Dijamant
- Official logo
- Native name: Dijamant DOO
- Type: Private limited company
- Industry: Consumer goods
- Founded: 1 July 1997; 29 years ago (Current form) 1938; 88 years ago (Historical)
- Headquarters: Temišvarski drum 14, Zrenjanin, Serbia
- Number of locations: Distribution centers: Zrenjanin, Vrbas, Belgrade, Cacak, Nis
- Area served: Serbia, Bosnia and Herzegovina, FYR Macedonia, Montenegro, Croatia.
- Key people: Vladimir Milović (director) Anastasia Cvetković Čučulis (director) Vladimir Antonić (director)
- Products: Edible oil, Mayonnaise, Margarine, Ketchup
- Brands: Dobro jutro, Omegol, Dijamant način, Kikindski mlin
- Revenue: €206.75 million (2021)
- Net income: €19.24 million (2021)
- Total assets: ▼€151.55 million (2021)
- Total equity: ▼€79.03 million (2021)
- Owner: Fortenova Group (100%)
- Number of employees: 801 (2023)
- Subsidiaries: Kikindski mlin a.d.
- Website: www.dijamant.rs

= Dijamant =

Serbian edible oil company

Dijamant (Дијамант) is a Serbian edible oil manufacturing company headquartered in Zrenjanin. It is owned by the MK Group.

==History==
The company was established in 1938 as Oil Factory "Beograd", based in Zrenjanin. Following World War II, in 1946, the company became a government-owned enterprise named "2. oktobar".

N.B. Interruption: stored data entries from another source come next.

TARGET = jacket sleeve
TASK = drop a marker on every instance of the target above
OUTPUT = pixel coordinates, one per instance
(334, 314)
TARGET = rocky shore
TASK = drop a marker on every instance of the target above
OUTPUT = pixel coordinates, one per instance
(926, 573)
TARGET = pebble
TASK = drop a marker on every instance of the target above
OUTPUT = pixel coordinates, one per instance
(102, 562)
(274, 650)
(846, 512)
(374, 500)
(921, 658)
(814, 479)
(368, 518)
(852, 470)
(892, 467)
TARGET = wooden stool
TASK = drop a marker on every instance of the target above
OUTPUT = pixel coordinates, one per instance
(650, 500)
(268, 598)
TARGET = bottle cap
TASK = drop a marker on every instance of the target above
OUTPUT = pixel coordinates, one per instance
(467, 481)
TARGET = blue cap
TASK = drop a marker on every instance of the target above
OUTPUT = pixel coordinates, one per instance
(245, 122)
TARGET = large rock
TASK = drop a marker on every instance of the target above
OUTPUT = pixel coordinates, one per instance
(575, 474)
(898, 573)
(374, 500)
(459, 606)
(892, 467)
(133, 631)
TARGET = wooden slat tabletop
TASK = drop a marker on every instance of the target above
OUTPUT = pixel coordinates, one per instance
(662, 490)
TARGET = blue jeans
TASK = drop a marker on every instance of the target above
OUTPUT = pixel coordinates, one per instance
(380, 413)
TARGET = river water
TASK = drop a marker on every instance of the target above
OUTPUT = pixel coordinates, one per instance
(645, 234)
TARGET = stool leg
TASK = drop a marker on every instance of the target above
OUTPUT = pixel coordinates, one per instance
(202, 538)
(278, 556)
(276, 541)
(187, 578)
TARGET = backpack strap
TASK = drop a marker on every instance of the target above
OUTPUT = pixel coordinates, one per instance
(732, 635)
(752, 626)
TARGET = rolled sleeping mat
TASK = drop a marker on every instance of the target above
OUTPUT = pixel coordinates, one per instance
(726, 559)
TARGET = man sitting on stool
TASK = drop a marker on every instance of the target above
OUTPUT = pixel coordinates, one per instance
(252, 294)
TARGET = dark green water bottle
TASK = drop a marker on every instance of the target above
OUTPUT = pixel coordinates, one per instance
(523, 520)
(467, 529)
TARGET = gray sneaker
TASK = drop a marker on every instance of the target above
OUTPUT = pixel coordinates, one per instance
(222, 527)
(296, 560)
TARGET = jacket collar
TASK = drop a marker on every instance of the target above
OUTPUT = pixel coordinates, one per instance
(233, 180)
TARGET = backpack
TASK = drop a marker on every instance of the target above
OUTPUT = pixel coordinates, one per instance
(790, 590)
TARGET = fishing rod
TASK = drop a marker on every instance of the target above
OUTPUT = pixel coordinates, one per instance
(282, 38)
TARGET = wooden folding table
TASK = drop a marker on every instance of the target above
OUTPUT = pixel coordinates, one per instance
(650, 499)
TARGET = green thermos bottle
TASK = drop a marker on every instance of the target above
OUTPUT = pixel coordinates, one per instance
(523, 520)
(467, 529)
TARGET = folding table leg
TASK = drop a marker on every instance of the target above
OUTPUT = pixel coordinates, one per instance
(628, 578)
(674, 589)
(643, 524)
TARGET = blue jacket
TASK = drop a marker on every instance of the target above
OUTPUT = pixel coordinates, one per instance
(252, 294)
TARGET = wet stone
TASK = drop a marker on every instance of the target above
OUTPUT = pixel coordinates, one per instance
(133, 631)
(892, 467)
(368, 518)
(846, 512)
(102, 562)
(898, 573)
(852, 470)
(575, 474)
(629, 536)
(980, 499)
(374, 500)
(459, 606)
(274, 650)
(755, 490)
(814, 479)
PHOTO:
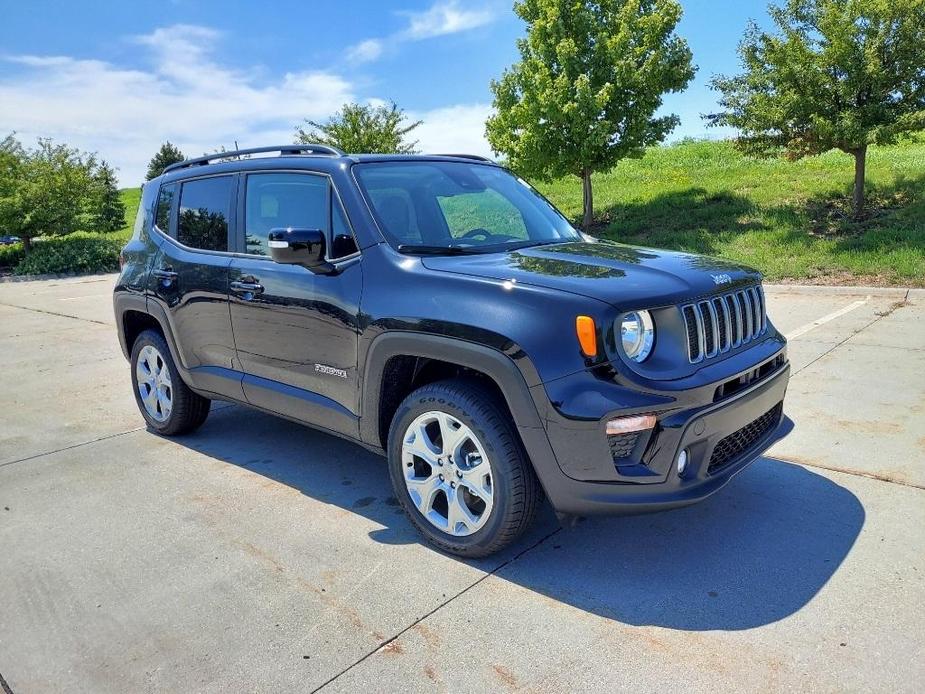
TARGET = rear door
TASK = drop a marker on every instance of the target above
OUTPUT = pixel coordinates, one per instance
(296, 332)
(190, 278)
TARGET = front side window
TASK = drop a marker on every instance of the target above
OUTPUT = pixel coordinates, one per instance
(466, 207)
(205, 208)
(285, 200)
(164, 202)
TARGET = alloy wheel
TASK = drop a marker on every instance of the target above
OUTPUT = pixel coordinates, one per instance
(447, 473)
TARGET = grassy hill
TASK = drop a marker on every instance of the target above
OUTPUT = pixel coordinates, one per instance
(788, 219)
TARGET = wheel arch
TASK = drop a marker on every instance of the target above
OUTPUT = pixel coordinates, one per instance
(397, 363)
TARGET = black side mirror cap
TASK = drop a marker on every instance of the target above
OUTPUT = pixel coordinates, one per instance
(305, 247)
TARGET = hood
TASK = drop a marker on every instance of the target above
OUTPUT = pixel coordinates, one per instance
(624, 276)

1974 A new bottling plant was built with a line for filling oil in PVC bottles.

In 2005, the Croatian conglomerate Agrokor Group became the majority shareholder of Dijamant. With the purchase, Agrokor came to own two large edible oil manufacturers, "Zvijezda d.d. Zagreb" in Croatia and "Dijamant a.d. Zrenjanin" in Serbia.

In 2021, by the decision of APR, the transfer of Agrokor's share in the Dijamant company to the Fortenova Group was registered, which made the Fortenova Group the only owner of the company with a 100% of share.

The decision to change the legal form of the company from a joint stock company to a limited liability company was made on August 23, 2021. year, and the decision was registered by the Decision of the APR on August 26, 2021. yr.

==About==

Numerous domestic and international recognitions are proof of the leadership position that Dijamant has in the production of oils, vegetable fats and margarine.

The long-standing leadership position of the Dijamant brand in the categories of edible oil, mayonnaise, table and spreadable margarine was confirmed by the global agency Nielsen, based on data collected for the retail market, which declared Dijamant the number one brand in Serbia in 2021.

They are a significant factor in the agricultural sector, especially in the field of oilseed production, which implies the development of partnership relations with manufacturers, as well as logistical coverage for the purpose of purchase and safe storage of oilseed crops.

Dijamant is recognized by its partners and consumers as a socially responsible company, which pays great attention to issues of environmental protection and improving the quality of life in the community.

They are especially dedicated to the "Follow the Sunflower" projects, which is focused on the needs of people with Down syndrome and their inclusion in social processes, as well as "Young Pastry Chefs", which is dedicated to talented high school students.

==Brands==

- Edible oil
Edible refined sunflower oil, for decades was the main product of Dijamant. Products that are procedure from the refined oil obtained are sunflower seeds from domestic arable land. Apart from sunflower oil, now under the brand Dijamant, it offers Mediterranean oil and palm oil for frying.

- Dobro jutro
The first spreadable margarine under the Dobro Jutro brand was introduced to the domestic market in 1980. Over time, the range expanded to include several variants, such as Dobro Jutro Dairy, Diet Dobro Jutro, Dobro Jutro Light, and Dobro Jutro with butter. The products are formulated to provide essential fatty acids and vitamins, and are marketed as free from cholesterol and trans fatty acids.

- Mayonnaise
Production of Dijamant mayonnaise started in 1988. Dijamant mayonnaise is produced using the traditional recipe of fresh egg yolk and no preservatives. The wide range includes delicatessen, salad and light mayonnaise.

- Omegol
Omegol oil and margarine are products rich in ALA omega-3 fatty acid, which contributes to the maintenance of normal blood cholesterol levels. They contain an optimal ratio of omega 3 and omega 6 fatty acids and are a natural source of vitamin E.